After catching up on my shows, I finally pulled myself from the couch. I made a pit stop in the bathroom before pausing in my doorway, watching Gianni pass out in the center of my bed. One hand tucked in the band of his boxers and the other behind his head. Whoever said perfection didn’t exist hadn’t laid eyes on Gianni Meraux. His smooth skin and unrefined character reminded me of my favorite chocolate bar.
Tingling in the pit of my stomach traveled further south, watching his bare muscular chest rise and fall. Biting my bottom lip, I dreamed of feeling his girth pressing its way inside of me. It had been months since I had been touched. My body was craving it in the worst way. I was expected to fall asleep with his cologne embedded in my sheets.
Impossible.
Marching over to my bed, I tried to push him over so I could try.
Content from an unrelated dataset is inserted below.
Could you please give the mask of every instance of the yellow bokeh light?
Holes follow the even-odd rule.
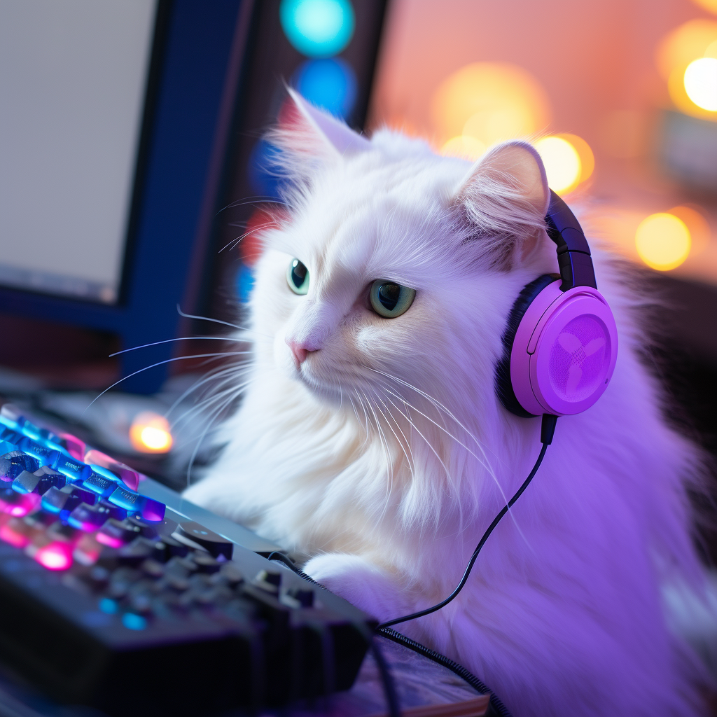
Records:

My queen-size bed was enough space for me, and since I had sworn off men, I didn’t anticipate sharing it with anybody else any time soon. Life had a funny way of working out.
Gianni rolled over at the feeling of me climbing into bed. Halfway through the night, he rolled over and wrapped me in his arms. His gesture filled me with a weird inner excitement as he snuggled in closer. His hand defaulted to my belly, gently stroking my skin as if he needed it to lull himself back to sleep. It was so comfortable that I would’ve easily drifted back to sleep with him, except for a knot in my throat. This moment felt way too genuine for a situation we were both forced into, but I felt safe, something I had craved for a long time.
Somewhere in my racing thoughts, my mind grew tired, and I drifted asleep, relaxing in Gianni’s embrace. I didn’t need an alarm clock because my bladder woke me up every morning. Peeling Gianni’s arm back, I tip-toed to the bathroom. Gianni was awake and sitting on the edge of my bed when I came out.
“Good morning,” I greeted, struggling to settle my erratic pulse.
“Morning. How did y’all sleep?”
“Painfully. The weight of your arm made it hard to get comfortable,” I smiled, letting him know I was joking. I couldn’t tell him how peaceful it felt, so I resorted to our native language of sarcasm to snap me back to reality before last night clouded my judgment. “I didn’t take you for the cuddle type.”
“Why? Nigga’s need affection too.”
“Noted,” I tossed out, walking into my closet to prepare for the day.
“We need to talk.”
“I’m listening,” I yelled out.
“Your move to DuPont Falls needs to happen sooner than later.” Exiting the closet, my eyes roamed, waiting for clarification. He picked up on it and continued. “We’re already six months in. You need to get settled, and we have a child to prepare for. Then there’s the wedding.”
We’re. Umph.
“What about my job? What about my family and friends?” I rattled off. I didn’t graduate with a bachelor’s degree to be somebody’s trophy wife. Oh, and let’s not forget I don’t like your family,” I replied, not allowing him to get a word in edgewise.